One thing I must note when looking at these studies is that despite the wide range of terms used to describe the phenomenon, Leaky Gut Syndrome is mentioned repeatedly and shown to be intimately associated with Autoimmune Diseases (HERE IS A LIST OF THEM). This despite the fact that many — probably the majority — of practicing physicians deny its very existence, claiming it’s a figment of the imagination of “health nuts” and natural healers. Just shows you how far ahead of their time these folks really were when it came to overall health as related to GUT HEALTH.
As you also may have noticed, not one of these studies was more than ten days old. What does this tell you? Only that the single hottest area of biomedical study right now is the Microbiome. How can you take care of yours? For starters, stay off of ANTIBIOTICS as though your life depends on it. Stay away from RIDICULOUS VACCINES (or HERE). And for Pete’s sake, stop feeding the resulting dysbiosis with its food-of-choice —- SUGAR.

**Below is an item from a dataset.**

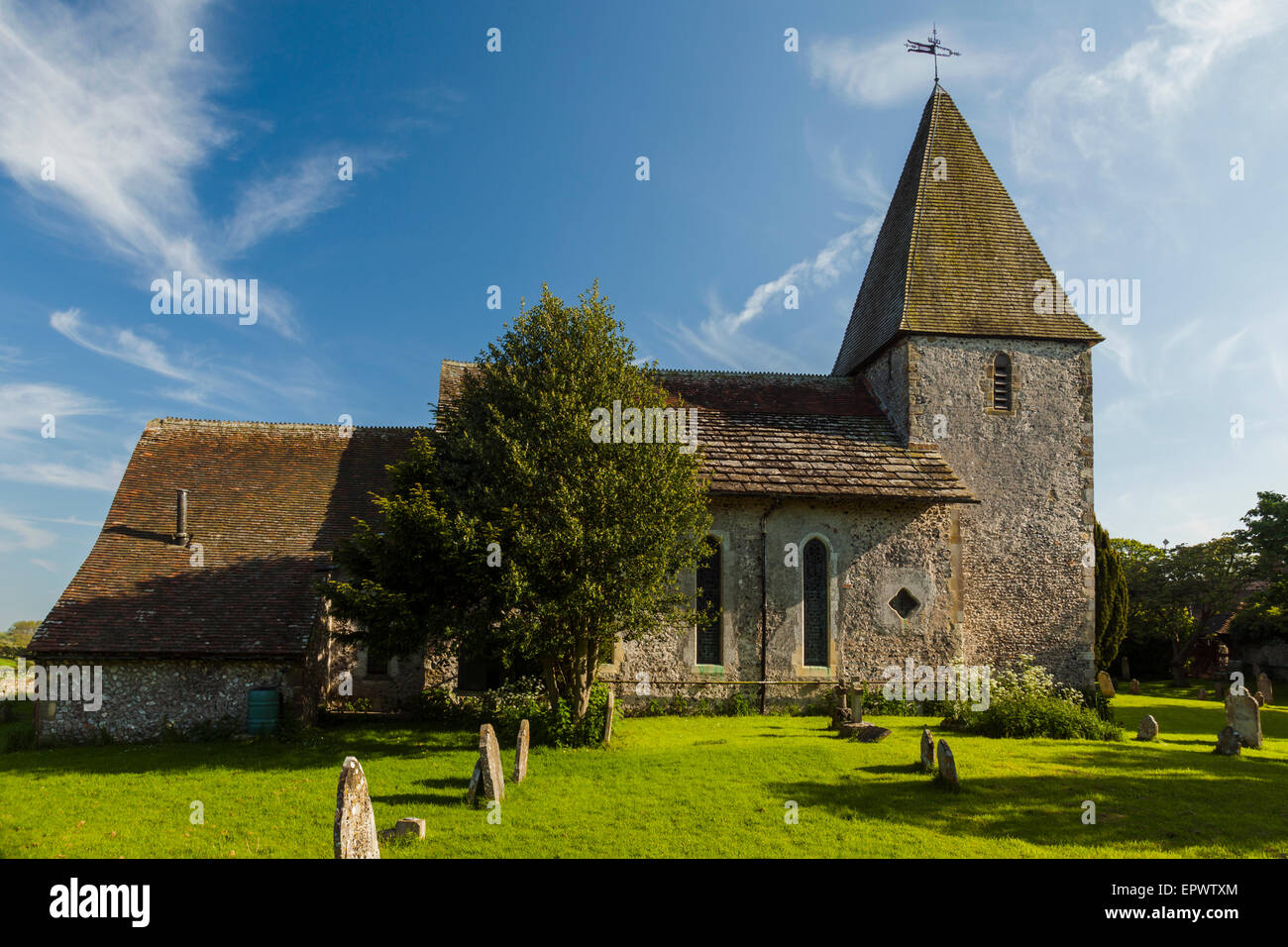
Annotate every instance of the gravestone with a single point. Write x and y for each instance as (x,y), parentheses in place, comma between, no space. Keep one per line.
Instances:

If you are chronically ill — especially if you are struggling with autoimmunity — you owe it to yourself to at least look at what creating your own personal EXIT STRATEGY can do. And while you are looking at my GENERALIZED TEMPLATE for solving your own health problems, do not, and I repeat DO NOT, overlook the importance of FECAL MICROBIOTA TRANSPLANTS. They are by far the most powerful medicine available in the battle to solve autoimmunity — natural or pharmaceutical.